As a Chinese, I just cant stop laughing here. Their English is ..... OK lets say it could be defined as English, perhaps Ssnglish is more appropriate. i have no reason to comment a negative word for it. After all SSCTF is the first CTF game in China for the whole world(as far as i know). i really enjoy it, though it's full of "Chinese Culture". I love misc 300 which is a really interesting game and i learned a lot from it. Frankly i was in QQ group i know because of the limited number of staff they had worked for the whole 48 hours, they dooo their best. I suppose we should give them applause and support instead of that worst or worst ever. ps : I'm not sure whether you can get my points, actually i think Chinese if much easier than your English. have a good one :)

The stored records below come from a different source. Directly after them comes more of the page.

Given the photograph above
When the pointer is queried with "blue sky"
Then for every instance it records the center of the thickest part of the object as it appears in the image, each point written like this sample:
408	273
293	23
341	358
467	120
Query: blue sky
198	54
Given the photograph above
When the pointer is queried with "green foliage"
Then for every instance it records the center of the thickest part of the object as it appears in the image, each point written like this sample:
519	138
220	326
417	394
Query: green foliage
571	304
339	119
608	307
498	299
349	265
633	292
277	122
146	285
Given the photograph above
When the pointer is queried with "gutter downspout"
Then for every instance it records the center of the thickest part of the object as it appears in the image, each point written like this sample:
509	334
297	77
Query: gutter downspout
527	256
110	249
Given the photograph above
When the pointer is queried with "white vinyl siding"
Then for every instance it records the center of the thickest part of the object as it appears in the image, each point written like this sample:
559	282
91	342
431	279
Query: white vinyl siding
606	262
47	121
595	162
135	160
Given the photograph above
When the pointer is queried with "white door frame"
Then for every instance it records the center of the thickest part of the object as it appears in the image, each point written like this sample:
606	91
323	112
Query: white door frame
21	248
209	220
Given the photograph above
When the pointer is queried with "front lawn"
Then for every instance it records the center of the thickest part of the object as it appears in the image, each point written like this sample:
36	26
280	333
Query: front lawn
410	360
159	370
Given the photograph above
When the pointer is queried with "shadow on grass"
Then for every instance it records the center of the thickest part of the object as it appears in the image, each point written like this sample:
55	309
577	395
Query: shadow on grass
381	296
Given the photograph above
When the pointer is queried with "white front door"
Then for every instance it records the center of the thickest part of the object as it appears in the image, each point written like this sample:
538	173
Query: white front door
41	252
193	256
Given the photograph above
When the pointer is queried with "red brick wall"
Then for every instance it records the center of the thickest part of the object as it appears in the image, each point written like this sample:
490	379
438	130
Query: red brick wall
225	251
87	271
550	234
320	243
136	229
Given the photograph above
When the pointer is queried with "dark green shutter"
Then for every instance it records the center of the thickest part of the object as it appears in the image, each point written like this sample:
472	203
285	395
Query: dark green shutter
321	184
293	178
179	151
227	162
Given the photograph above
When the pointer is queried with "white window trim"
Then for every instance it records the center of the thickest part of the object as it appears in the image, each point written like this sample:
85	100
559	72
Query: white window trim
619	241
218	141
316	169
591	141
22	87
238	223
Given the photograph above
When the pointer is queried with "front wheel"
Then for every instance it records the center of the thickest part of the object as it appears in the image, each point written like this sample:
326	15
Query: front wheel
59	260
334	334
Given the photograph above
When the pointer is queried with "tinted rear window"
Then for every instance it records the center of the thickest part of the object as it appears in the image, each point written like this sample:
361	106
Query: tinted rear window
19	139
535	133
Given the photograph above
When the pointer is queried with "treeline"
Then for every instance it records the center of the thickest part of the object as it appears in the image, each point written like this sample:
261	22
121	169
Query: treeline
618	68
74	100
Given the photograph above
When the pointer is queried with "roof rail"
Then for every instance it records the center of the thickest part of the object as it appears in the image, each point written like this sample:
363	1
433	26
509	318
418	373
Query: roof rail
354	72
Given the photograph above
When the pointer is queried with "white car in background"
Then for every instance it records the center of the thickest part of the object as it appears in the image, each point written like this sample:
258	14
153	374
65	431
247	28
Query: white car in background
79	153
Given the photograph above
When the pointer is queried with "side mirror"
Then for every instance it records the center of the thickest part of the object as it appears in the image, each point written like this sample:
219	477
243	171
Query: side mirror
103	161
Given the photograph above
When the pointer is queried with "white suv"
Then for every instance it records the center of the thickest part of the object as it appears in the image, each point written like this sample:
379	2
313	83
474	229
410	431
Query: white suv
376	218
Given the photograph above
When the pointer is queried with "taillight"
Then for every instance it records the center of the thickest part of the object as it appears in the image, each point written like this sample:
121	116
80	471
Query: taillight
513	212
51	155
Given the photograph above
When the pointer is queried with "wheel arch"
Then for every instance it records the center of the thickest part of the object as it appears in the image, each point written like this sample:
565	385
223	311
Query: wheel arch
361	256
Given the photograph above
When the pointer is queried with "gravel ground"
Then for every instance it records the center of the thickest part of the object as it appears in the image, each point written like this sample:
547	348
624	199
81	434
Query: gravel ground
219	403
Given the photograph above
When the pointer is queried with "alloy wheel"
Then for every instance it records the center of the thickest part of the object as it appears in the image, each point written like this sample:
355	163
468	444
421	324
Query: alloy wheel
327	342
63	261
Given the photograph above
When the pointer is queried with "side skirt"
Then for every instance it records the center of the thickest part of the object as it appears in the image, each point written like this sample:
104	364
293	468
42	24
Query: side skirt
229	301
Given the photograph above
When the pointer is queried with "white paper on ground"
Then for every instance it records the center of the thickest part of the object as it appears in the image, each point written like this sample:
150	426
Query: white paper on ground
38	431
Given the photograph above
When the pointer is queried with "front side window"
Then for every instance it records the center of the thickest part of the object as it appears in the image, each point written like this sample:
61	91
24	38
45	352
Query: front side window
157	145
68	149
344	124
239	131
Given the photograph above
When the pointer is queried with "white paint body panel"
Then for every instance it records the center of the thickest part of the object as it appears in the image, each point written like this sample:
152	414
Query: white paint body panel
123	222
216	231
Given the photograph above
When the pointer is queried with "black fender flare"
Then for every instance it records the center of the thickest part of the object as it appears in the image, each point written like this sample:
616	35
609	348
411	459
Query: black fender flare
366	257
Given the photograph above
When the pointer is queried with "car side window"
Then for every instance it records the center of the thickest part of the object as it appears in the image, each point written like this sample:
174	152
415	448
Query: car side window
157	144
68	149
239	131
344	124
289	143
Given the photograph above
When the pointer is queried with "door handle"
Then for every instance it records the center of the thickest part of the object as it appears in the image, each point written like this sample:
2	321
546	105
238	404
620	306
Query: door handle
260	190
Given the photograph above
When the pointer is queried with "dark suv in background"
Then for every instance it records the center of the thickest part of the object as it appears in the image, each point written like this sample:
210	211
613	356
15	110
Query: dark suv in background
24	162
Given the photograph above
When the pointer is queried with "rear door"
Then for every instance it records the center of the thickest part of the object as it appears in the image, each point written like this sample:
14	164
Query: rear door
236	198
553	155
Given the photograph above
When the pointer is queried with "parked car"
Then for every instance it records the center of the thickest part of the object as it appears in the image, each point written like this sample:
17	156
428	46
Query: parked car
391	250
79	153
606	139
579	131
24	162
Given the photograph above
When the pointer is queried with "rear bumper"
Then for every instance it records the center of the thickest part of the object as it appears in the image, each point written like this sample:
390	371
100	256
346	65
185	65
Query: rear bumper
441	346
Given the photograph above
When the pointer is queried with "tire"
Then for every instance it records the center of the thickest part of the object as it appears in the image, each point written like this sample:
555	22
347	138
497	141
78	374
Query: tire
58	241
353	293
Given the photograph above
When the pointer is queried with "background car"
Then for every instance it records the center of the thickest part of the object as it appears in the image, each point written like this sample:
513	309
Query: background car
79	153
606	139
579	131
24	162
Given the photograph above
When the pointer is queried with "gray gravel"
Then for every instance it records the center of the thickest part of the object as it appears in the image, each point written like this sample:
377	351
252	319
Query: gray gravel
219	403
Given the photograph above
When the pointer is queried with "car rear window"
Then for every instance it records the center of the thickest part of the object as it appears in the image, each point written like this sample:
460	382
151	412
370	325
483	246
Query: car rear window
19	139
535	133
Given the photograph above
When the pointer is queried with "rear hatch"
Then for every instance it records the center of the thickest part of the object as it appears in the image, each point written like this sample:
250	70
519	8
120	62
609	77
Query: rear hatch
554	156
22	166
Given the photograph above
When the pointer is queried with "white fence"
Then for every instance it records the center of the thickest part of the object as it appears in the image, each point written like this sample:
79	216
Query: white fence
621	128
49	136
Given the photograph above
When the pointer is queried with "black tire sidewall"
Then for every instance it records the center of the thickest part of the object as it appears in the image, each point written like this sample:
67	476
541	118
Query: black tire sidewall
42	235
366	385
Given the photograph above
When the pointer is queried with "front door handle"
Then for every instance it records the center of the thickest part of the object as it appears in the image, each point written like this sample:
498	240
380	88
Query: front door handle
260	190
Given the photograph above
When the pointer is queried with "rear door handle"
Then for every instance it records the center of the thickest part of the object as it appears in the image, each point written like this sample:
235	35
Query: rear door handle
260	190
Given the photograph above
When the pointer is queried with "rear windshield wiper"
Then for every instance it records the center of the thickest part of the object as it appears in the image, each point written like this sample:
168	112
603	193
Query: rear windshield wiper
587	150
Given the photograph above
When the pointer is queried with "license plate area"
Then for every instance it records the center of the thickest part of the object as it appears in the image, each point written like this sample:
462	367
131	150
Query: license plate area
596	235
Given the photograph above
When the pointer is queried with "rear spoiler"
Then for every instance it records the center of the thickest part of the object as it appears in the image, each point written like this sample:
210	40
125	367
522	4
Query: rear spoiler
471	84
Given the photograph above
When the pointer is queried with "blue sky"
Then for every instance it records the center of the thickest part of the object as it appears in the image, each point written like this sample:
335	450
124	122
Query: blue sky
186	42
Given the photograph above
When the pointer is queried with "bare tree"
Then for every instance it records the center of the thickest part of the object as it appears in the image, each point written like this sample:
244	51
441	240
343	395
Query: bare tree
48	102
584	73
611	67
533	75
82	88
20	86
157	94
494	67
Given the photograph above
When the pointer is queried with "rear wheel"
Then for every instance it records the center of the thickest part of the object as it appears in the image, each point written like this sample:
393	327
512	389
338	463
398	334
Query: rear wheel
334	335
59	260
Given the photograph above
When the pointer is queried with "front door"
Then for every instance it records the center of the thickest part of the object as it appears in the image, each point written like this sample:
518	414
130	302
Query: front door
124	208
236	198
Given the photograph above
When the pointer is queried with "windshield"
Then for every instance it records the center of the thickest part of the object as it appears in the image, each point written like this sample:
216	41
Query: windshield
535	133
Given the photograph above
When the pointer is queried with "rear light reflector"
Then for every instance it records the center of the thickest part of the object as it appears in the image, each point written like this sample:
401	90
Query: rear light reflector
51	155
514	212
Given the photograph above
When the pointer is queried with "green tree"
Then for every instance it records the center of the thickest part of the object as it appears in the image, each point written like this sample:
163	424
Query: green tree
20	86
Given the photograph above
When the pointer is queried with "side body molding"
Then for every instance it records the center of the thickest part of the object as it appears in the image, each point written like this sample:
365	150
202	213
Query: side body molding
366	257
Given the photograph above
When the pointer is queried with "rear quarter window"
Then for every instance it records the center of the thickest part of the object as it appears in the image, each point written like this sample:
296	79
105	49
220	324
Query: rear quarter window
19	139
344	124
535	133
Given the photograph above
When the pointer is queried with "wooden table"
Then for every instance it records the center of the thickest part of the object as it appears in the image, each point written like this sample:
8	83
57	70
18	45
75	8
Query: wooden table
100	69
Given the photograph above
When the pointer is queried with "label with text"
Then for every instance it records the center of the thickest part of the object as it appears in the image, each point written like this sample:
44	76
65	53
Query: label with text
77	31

Pharisaeus – March 1, 2016, 2:41 p.m.

@Z33R0 it's nothing personal against China, but people expected something more for a CTF that was scored 20. Just look at tasks from Insomnia teaser (https://ctftime.org/event/258/tasks/) which was also scored 20, or for example from last year's DefCamp Quals (https://ctftime.org/event/239/tasks/) which was worth 10. It's not hard to notice that the quality here was not the same. It would be different if the initial score was 0 or 5, then people would have different expectations.


Angelboy – March 1, 2016, 3:59 p.m.

It's so terriable. Waste time.....


JohnMcClane – March 1, 2016, 8:48 p.m.

@Pharisaeus Exactly ! you say it


h0twinter – March 2, 2016, 2:08 a.m.

@Pharisaeus Even Break in and HackIM received 5 weighting points....this one is definitely better than any of them...Although I do admit 20 is an overkill. As for network issues...I don't know what to say about it, since it's most likely the GFW's fault and yeah I agreed the translation was really bad. Frankly, I don't know why they decided to release it to the world, since it is a part of XCTF event, I think there are some rules they have to stick with being a part of the huge event? Having played lot of Chinese CTFs...I would say this one is a normal Chinese CTF...


Dropzero – March 2, 2016, 2:39 a.m.

niubility...


Z33R0 – March 2, 2016, 6:23 a.m.

@Pharisaeus Whatever I do believe they will do better next time:)


n0n3m4 – March 7, 2016, 10:24 a.m.

The rating weight poll disappeared despite the votes given there.
Keep up the good job, ctftime admins.